ABA (0.5 mg/L) combined with PSK, AMP, and NAD at concentrations PSK (8.449 × 10⁻⁴, 8.449 × 10⁻³, 8.449 × 10⁻², and 8.449 × 10⁻¹ mg/L), AMP (3.472 × 10⁻⁴, 3.472 × 10⁻³, 3.472 × 10⁻², and 3.472 × 10⁻¹ mg/L), and NAD (6.634 × 10⁻⁴, 6.634 × 10⁻³, 6.634 × 10⁻², and 6.634 × 10⁻¹ mg/L) differently influenced differentiation and development of somatic embryos at various stages (globular, heart, torpedo, and cotyledonary) on leaf explants containing embryos transferred from initiation medium (Fig. 7A, B, C, and D). The initial globular, heart, torpedo, and cotyledonary embryo stages formed at 23, 25, 26, and 28 days, respectively. MS medium fortified with 0.5 mg/L ABA + 6.634 × 10⁻² mg/L NAD showed the highest number of cotyledonary stage somatic embryos per explant (3.33 ± 0.33), which was markedly different (p < 0.05) from control (0.5 mg/L ABA alone) and most other treatments (Fig. 7D). The lowest mean cotyledonary stage somatic embryo number of 0.80 ± 0.22 was observed in MS medium fortified with 0.5 mg/L ABA + 8.449 × 10⁻¹ mg/L PSK (Fig. 7D).

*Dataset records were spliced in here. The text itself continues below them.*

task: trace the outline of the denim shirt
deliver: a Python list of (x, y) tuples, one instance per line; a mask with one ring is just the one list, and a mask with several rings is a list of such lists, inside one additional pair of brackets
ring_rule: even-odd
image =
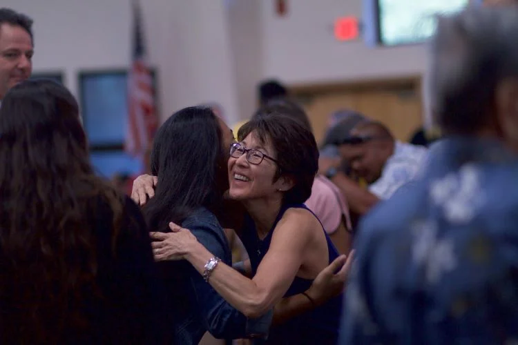
[(443, 139), (362, 221), (340, 344), (518, 342), (518, 160)]
[[(182, 227), (189, 229), (222, 262), (232, 265), (227, 237), (212, 213), (200, 208), (182, 223)], [(258, 319), (247, 319), (186, 261), (168, 262), (162, 266), (169, 293), (173, 344), (198, 344), (207, 331), (221, 339), (267, 333), (273, 313)]]

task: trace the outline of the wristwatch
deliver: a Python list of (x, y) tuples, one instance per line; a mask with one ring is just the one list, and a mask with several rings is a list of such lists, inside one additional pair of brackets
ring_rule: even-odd
[(214, 268), (218, 266), (218, 263), (220, 261), (221, 259), (219, 257), (211, 257), (209, 261), (207, 262), (204, 266), (205, 270), (203, 272), (203, 279), (205, 282), (209, 282), (209, 279), (211, 277), (212, 271), (214, 270)]
[(326, 177), (331, 179), (333, 177), (334, 177), (338, 173), (338, 169), (336, 169), (336, 168), (335, 168), (334, 166), (332, 166), (331, 168), (327, 169), (327, 170), (325, 172), (324, 175), (325, 175)]

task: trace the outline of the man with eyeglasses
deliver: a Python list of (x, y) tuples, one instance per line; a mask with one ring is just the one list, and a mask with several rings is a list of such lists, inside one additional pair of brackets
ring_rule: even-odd
[(9, 8), (0, 8), (0, 106), (8, 90), (32, 72), (32, 20)]

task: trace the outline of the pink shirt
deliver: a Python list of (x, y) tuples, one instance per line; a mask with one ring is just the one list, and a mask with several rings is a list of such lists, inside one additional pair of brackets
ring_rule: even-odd
[(328, 234), (334, 233), (342, 217), (345, 226), (351, 230), (351, 217), (345, 197), (333, 182), (323, 175), (317, 175), (313, 183), (311, 195), (306, 206), (316, 215)]

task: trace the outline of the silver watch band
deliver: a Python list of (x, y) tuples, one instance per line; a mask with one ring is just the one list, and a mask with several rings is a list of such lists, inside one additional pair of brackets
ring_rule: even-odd
[(207, 262), (204, 267), (205, 270), (203, 272), (203, 279), (205, 280), (205, 282), (209, 282), (209, 279), (211, 277), (212, 272), (218, 266), (218, 263), (220, 261), (221, 259), (219, 257), (214, 257), (210, 258), (209, 261)]

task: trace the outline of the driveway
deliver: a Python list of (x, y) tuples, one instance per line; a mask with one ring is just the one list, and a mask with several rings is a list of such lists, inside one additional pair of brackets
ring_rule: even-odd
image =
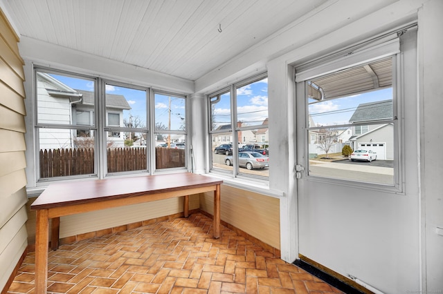
[(373, 160), (371, 162), (368, 161), (352, 161), (350, 159), (336, 160), (334, 162), (337, 164), (363, 164), (368, 166), (379, 166), (381, 168), (393, 168), (393, 160)]

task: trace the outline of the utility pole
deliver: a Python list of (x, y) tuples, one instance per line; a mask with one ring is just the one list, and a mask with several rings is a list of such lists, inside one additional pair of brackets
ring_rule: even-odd
[[(171, 130), (171, 97), (168, 97), (169, 99), (169, 107), (168, 110), (169, 112), (168, 119), (168, 130)], [(168, 147), (171, 148), (171, 134), (168, 134)]]

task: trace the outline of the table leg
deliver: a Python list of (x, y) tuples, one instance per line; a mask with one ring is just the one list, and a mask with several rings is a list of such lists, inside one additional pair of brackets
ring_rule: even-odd
[(59, 235), (60, 232), (60, 218), (54, 217), (51, 219), (51, 248), (52, 250), (58, 249)]
[(183, 199), (183, 216), (189, 217), (189, 195), (184, 196)]
[(214, 237), (220, 237), (220, 185), (214, 191)]
[(48, 238), (49, 219), (48, 210), (37, 210), (35, 230), (35, 293), (46, 293), (48, 280)]

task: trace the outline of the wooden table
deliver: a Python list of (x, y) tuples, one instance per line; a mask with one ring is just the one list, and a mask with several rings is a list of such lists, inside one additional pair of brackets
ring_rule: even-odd
[(219, 238), (222, 182), (183, 173), (50, 184), (30, 206), (37, 210), (35, 293), (46, 293), (49, 219), (52, 248), (56, 249), (62, 216), (184, 196), (183, 215), (188, 217), (189, 195), (214, 191), (214, 237)]

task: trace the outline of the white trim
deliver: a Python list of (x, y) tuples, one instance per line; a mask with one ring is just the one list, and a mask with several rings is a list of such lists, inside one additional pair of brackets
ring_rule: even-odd
[[(302, 68), (300, 72), (296, 74), (296, 82), (307, 81), (320, 75), (369, 63), (376, 59), (381, 59), (399, 53), (399, 52), (400, 41), (398, 37), (382, 43), (365, 46), (355, 51), (348, 50), (344, 57), (334, 59), (329, 62), (326, 61), (323, 64), (314, 66), (310, 68)], [(300, 67), (296, 66), (296, 68), (300, 69)]]

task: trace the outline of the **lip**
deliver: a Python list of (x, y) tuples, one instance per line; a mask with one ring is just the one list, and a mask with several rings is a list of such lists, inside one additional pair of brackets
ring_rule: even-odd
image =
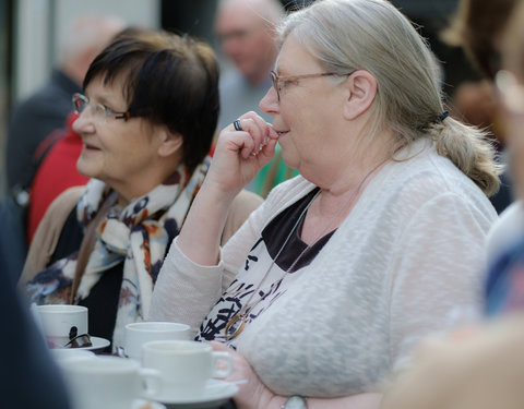
[(100, 151), (99, 147), (97, 147), (95, 145), (92, 145), (92, 144), (87, 144), (87, 143), (84, 143), (84, 149), (85, 151)]

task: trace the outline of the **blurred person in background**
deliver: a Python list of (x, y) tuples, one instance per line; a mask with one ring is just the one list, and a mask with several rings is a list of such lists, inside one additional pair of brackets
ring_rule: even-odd
[[(73, 131), (83, 142), (78, 169), (92, 179), (48, 208), (21, 285), (37, 304), (87, 306), (90, 333), (112, 340), (115, 351), (126, 324), (147, 315), (169, 244), (207, 172), (218, 62), (190, 36), (128, 29), (95, 58), (83, 88), (73, 98)], [(262, 201), (245, 193), (223, 240)]]
[[(11, 115), (5, 151), (10, 193), (28, 189), (39, 161), (57, 141), (52, 133), (57, 132), (59, 139), (66, 127), (71, 97), (81, 92), (87, 68), (123, 27), (120, 19), (105, 15), (82, 15), (68, 26), (49, 82)], [(41, 144), (46, 139), (47, 143)]]
[[(35, 172), (51, 147), (66, 135), (67, 117), (72, 111), (71, 97), (81, 91), (90, 63), (123, 27), (120, 19), (105, 15), (82, 15), (72, 21), (61, 39), (59, 65), (49, 82), (16, 106), (11, 115), (5, 149), (8, 194), (0, 204), (3, 226), (0, 245), (10, 254), (5, 265), (14, 279), (19, 279), (27, 254), (27, 206)], [(63, 169), (68, 170), (68, 167)], [(81, 182), (75, 176), (78, 173), (72, 184)], [(58, 184), (55, 190), (56, 187)]]
[[(499, 161), (507, 164), (505, 123), (501, 119), (495, 91), (495, 75), (500, 70), (500, 43), (503, 28), (517, 0), (461, 0), (443, 40), (460, 46), (485, 80), (461, 84), (450, 103), (451, 115), (466, 123), (487, 129), (497, 146)], [(450, 61), (450, 63), (452, 63)], [(509, 171), (501, 175), (499, 192), (490, 197), (501, 214), (514, 200)]]
[[(512, 7), (507, 27), (500, 27), (502, 70), (493, 76), (520, 200), (490, 232), (492, 264), (485, 294), (489, 318), (445, 338), (428, 339), (410, 368), (393, 380), (382, 409), (524, 407), (524, 1)], [(495, 243), (498, 240), (503, 245)]]
[[(228, 59), (221, 75), (219, 129), (248, 110), (265, 120), (259, 103), (271, 86), (270, 71), (277, 55), (276, 26), (284, 16), (278, 0), (219, 0), (215, 16), (215, 33), (221, 50)], [(276, 157), (247, 187), (265, 197), (277, 183), (296, 176)]]
[[(289, 14), (272, 80), (273, 123), (250, 111), (221, 132), (150, 320), (230, 348), (239, 408), (376, 408), (420, 339), (478, 306), (493, 149), (448, 116), (431, 51), (388, 1)], [(300, 175), (221, 246), (277, 142)]]

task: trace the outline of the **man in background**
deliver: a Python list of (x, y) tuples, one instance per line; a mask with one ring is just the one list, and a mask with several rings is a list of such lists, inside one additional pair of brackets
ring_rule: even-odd
[(124, 24), (120, 19), (84, 15), (74, 20), (60, 45), (59, 65), (49, 82), (12, 112), (5, 164), (8, 194), (0, 204), (0, 253), (9, 254), (5, 270), (17, 279), (27, 252), (26, 214), (38, 166), (67, 132), (71, 98), (82, 91), (87, 68)]
[[(74, 20), (61, 40), (59, 65), (49, 82), (23, 100), (11, 115), (7, 143), (9, 193), (24, 205), (24, 194), (48, 148), (71, 112), (71, 97), (80, 93), (85, 72), (109, 39), (124, 27), (121, 20), (84, 15)], [(56, 136), (56, 137), (55, 137)]]
[[(221, 73), (222, 130), (247, 111), (255, 111), (267, 122), (271, 116), (259, 103), (271, 87), (270, 71), (278, 51), (276, 27), (284, 16), (278, 0), (221, 0), (215, 32), (223, 53), (234, 67)], [(261, 169), (247, 189), (265, 197), (279, 182), (297, 175), (282, 159), (277, 145), (275, 157)]]
[(221, 74), (221, 116), (223, 129), (242, 113), (253, 110), (266, 120), (259, 103), (271, 86), (277, 45), (276, 26), (284, 15), (278, 0), (221, 0), (215, 32), (221, 50), (230, 65)]

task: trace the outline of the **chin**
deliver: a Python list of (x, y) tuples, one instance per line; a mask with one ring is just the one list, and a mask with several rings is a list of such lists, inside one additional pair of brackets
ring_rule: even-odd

Effects of combination of abscisic acid (ABA) and PSK, AMP, and NAD at various concentrations on differentiation and maturation of somatic embryos from leaf explants of A. africana. (A) Globular shape embryos. (B) Heart shape embryos. (C) Torpedo shape embryos. (C) Cotyledonary shape embryos. All media (MS) contained 0.5 ABA, and all concentrations are in mg/L. Same letters are not significantly different by Tukey’s test and p ≤ 0.05.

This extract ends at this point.